3D printing construction technology can be used to produce everything from small houses to large buildings, but one thing most of them have in common is that they tend to be relatively simple and uninspired in appearance. Studio RAP reminds us that this wasn’t always the case, however, with its New Delft Blue involving 3D printing clay mixtures to create intricate ceramic-lined channels.

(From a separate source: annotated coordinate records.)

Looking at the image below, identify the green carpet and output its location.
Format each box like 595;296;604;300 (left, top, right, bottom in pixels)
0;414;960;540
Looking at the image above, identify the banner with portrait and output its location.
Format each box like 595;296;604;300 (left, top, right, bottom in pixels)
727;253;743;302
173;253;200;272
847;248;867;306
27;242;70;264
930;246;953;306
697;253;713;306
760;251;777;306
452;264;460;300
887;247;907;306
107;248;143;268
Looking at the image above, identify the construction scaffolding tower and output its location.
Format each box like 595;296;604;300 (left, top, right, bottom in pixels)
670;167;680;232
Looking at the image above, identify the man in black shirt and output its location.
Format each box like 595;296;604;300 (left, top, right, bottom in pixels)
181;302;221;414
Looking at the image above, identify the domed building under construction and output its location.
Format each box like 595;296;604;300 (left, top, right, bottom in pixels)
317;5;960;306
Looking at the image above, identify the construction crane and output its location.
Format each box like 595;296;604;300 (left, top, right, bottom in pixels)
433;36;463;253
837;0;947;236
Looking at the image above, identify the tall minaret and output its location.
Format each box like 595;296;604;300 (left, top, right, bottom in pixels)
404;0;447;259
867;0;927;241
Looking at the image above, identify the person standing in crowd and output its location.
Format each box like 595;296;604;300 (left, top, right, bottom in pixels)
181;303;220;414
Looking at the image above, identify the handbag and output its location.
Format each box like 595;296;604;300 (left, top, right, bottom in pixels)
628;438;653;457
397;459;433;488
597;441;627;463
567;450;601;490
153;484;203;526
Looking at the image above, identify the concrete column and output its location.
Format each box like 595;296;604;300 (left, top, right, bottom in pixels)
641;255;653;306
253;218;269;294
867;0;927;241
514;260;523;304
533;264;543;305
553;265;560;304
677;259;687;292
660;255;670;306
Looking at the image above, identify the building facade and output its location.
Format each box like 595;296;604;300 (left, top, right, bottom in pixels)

Located in the Dutch city of Delft, the new Delft Blue aims to breathe life into a recently completed project housing project.The overall design is inspired by well-known brands Royal Delft Blue And features a nature-inspired pattern that creates mountains and valleys in subtly different shades of blue.
The passage is approximately 4 m (13 ft) wide, 8 m (26 ft) high, and 12 m (39 ft) deep, and contains 3,000 unique tiles. To make them, Studio RAP uses an industrial robotic arm with a custom-built extruder to 3D print the tiles by extruding a clay-based mixture layer by layer through nozzles according to predetermined patterns. Each tile measures approximately 30 x 40 x 7 cm (11 x 15 x 2.7 inches) and takes approximately 15 minutes to make. Once complete, they are glazed and fired to create a ceramic finish before being transported to the site and installed.
“The approximately 3,000 unique tiles covering the two gates were 3D printed to create contemporary ceramics that are both rich and unique,” explained Studio RAP. “Using an algorithmic approach to 3D pattern design, certain fabrication constraints – maximum overhang, width, height and depth, shrinkage and internal support structures – were taken into account when generating the geometry of the tiles.
“Because the tiles are 3D printed, varying their shape allows for a poetic way of ‘painting with shape’. This is done by applying a transparent blue flow glaze that is applied over the raised parts (hills) of the tiles. ) while creating pools of dark blue glaze in the concave (valley) areas of the tile, creating smooth transitions between shades of blue.”